Sharpe ratio. Information ratio. Jensen's alpha. Compound annual growth rate (CAGR). Average monthly or annual returns (or excess returns). These are the five major ways that people measure portfolio performance. I've already discussed these at length in a previous article. But I want now to offer something new—and better. This performance measure is simpler, more elegant, more robust, and, most importantly, more predictive than any other I've investigated. And I've investigated a lot of them.
I recently ran the following correlation study. Using Portfolio 123, I developed forty different ranking strategies, each consisting of five equally weighted factors. One, for example, ranked stocks on the past three years' accruals (the lower, the better), trailing twelve months' operating margin, price to sales, price to tangible book value, and unlevered free cash flow to enterprise value; another ranked stocks on annual EPS growth, operating income growth, free cash flow to assets, market cap (the lower, the better), and gross profit to enterprise value. For each strategy, I measured the returns of holding the fifty top-ranked stocks in the Russell 3000, rebalancing once a month with 0.5% slippage, for the following eight-year periods: December 1999 to December 2007 and August 2009 to August 2017.

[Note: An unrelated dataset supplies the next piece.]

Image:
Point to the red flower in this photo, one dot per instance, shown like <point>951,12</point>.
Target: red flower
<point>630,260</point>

I then correlated the ranks of these strategies over the two periods according to seven different measures. Here are the results. (I repeated this experiment with the S&P 1500 and the results were very similar; I also have obtained similar results with other universes and time periods.)

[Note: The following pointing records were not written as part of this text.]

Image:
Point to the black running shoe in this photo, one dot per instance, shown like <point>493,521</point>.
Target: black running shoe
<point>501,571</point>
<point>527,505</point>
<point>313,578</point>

The measure that beats them all, hands down, is median excess return.
Why is median excess return more predictive of future returns than other performance measures? It's because of two essential features. First, it's very closely tied to the benchmark, and, as I pointed out in my previous article, there is nothing more correlative between the returns of two periods than their relationship to the benchmark (best measured by beta). Second, it effectively ignores outliers--those months with huge positive or negative returns--which have a very strong impact on other performance measures, but which are relatively useless for predicting future returns.
To illustrate the advantages of median excess return over Jensen's alpha, let's take FAIRX, the Fairholme Fund, which has a very actively managed and focused approach. Here is its five-year return including dividends compared to that of SPY, the S&P 500 ETF, assuming you invested the same amount in each fund. (I'm using the monthly adjusted close as given by Yahoo Finance, though this may not match other sources.)
You'll notice that FAIRX had a loss of 46% in November 2015, followed by a 48% rise in December (due to a massive dividend payment) and another 29% rise the following October.
FAIRX's alpha, measured over the last five years, is 4.60%. See the chart below. Alpha is the intercept of the ordinary least squares (OLS) linear regression of the returns of the fund plotted against the returns of the benchmark. The intercept is at 0.375%, which annualized is 4.60%.
So according to Jensen's alpha, FAIRX performed better than SPY. But according to every other performance measure I can think of, FAIRX performed worse than SPY. FAIRX's median excess return, for example, is –0.74%, or –8.56% annualized. Looking at the first chart, which do you think is more representative of FAIRX's five-year performance?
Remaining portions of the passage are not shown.